Using “Live” Physician-level Data

Clinician performance data may be collected through “live” physician-level data. This is data about how well the clinician actually applied the measure in practice, including the percentage of appropriate referrals made in accordance with the quality measure, patient-level outcomes data (i.e., patient data that can be used as a measure of the outcomes of appropriate clinical care, such as improvements in LDL or HbA1c measures), and through other measurement models for clinician performance, including using patient case vignettes or self-reported practice data.

The use of quality measures as the framework for outcomes assessment—and actual quality metrics data as a measure of clinician performance—provides a demonstration of the impact of the QI CME on bridging quality performance gaps. QI CME may be measured through improving awareness, competency and knowledge among clinicians in applying relevant quality measures and understanding how the measures are relevant to clinical decision-making. In best-practice models, the measurement of QI CME would include real-time collection of clinicians’ performance data—from electronic medical records or other performance capture mechanisms—to determine the impact of the initiative through pre- and post-intervention comparison.

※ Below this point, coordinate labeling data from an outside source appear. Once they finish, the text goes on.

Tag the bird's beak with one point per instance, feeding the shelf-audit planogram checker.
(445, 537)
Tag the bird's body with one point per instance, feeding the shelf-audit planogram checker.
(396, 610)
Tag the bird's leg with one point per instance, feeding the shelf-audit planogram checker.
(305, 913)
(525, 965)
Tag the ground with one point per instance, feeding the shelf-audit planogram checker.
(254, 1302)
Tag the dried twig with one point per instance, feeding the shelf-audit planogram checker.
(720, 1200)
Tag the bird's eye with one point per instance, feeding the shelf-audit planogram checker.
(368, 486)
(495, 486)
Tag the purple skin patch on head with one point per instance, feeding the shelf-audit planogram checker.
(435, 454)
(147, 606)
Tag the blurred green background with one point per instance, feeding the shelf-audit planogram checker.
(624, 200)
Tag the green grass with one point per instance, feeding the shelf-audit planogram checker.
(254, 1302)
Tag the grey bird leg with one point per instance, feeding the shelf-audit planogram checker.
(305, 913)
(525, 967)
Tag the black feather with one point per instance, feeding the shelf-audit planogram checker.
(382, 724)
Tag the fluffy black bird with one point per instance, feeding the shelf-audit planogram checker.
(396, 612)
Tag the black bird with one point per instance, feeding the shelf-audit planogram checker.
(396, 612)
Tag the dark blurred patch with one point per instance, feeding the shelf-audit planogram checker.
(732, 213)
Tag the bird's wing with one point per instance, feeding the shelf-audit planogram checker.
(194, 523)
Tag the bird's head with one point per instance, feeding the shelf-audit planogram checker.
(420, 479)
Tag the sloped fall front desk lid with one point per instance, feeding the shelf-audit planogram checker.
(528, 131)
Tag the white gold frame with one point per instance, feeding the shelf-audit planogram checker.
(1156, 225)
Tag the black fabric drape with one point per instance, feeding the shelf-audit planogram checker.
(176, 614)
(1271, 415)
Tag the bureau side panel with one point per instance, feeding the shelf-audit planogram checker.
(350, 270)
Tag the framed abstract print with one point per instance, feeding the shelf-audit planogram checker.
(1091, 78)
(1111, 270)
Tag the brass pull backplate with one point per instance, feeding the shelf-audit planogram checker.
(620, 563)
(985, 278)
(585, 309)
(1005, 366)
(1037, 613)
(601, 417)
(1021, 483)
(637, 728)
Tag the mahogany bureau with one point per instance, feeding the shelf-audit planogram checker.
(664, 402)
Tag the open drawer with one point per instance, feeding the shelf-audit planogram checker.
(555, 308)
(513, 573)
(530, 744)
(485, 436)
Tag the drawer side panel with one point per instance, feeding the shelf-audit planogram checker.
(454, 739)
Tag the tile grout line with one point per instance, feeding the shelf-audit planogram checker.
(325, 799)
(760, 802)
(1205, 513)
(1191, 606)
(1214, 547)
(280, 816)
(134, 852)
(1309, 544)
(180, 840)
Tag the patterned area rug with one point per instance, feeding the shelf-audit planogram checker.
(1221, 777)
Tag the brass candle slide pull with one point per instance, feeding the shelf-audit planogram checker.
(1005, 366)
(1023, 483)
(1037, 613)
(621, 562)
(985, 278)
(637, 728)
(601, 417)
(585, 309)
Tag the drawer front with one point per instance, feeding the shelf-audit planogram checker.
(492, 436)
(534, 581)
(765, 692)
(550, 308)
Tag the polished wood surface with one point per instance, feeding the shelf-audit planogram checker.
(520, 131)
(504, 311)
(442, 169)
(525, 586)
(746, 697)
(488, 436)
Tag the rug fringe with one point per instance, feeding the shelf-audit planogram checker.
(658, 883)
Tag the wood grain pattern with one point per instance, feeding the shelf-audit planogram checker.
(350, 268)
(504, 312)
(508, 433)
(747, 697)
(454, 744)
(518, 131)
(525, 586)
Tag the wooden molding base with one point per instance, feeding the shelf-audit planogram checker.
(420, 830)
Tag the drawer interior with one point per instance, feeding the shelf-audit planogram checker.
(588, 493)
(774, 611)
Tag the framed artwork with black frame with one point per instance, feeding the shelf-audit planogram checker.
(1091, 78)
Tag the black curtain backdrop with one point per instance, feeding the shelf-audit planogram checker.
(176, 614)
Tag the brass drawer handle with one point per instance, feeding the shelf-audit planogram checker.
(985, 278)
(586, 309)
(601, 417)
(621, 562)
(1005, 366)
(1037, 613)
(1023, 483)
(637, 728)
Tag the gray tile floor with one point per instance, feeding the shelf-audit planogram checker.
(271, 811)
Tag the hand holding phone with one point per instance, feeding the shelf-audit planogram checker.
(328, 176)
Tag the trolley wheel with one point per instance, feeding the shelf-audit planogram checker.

Ultimately, it provides a comparison of the individual clinician’s performance to national quality benchmarks, and institutional or peer-based metrics.

Constructed in this manner, QI CME will meet multiple goals in helping clinicians to improve their performance—as well as their performance metrics—in order to meet their own professional maintenance needs. Simultaneously, it meets the burgeoning requirements to demonstrate quality performance and improvement of their technical and interpersonal competency as healthcare professionals. By providing evidence of clinicians’ improvement—as well as any remaining gaps—the QI CME intervention is a valuable tool for continuous professional development. It provides the results of improvement to the clinicians as feedback that serves to continually engage and encourage participation in QI initiatives.

Commercial supporters of a well-designed QI CME benefit from the use of quality metrics as the assessment rubric for measuring the impact of the education intervention. This approach provides robust aggregate data on clinician performance improvement associated with an intervention, which may be valuable to multiple stakeholders within the commercial organization.

Finally, quality improvement findings from QI CME interventions that are founded on, designed with, and measured by quality measures would be of value to the larger clinician, commercial supporter, and medical education communities. It would also be appropriate for broad dissemination through publications, which would further leverage the initial investment in such initiatives and expand their reach and significance to a broader audience.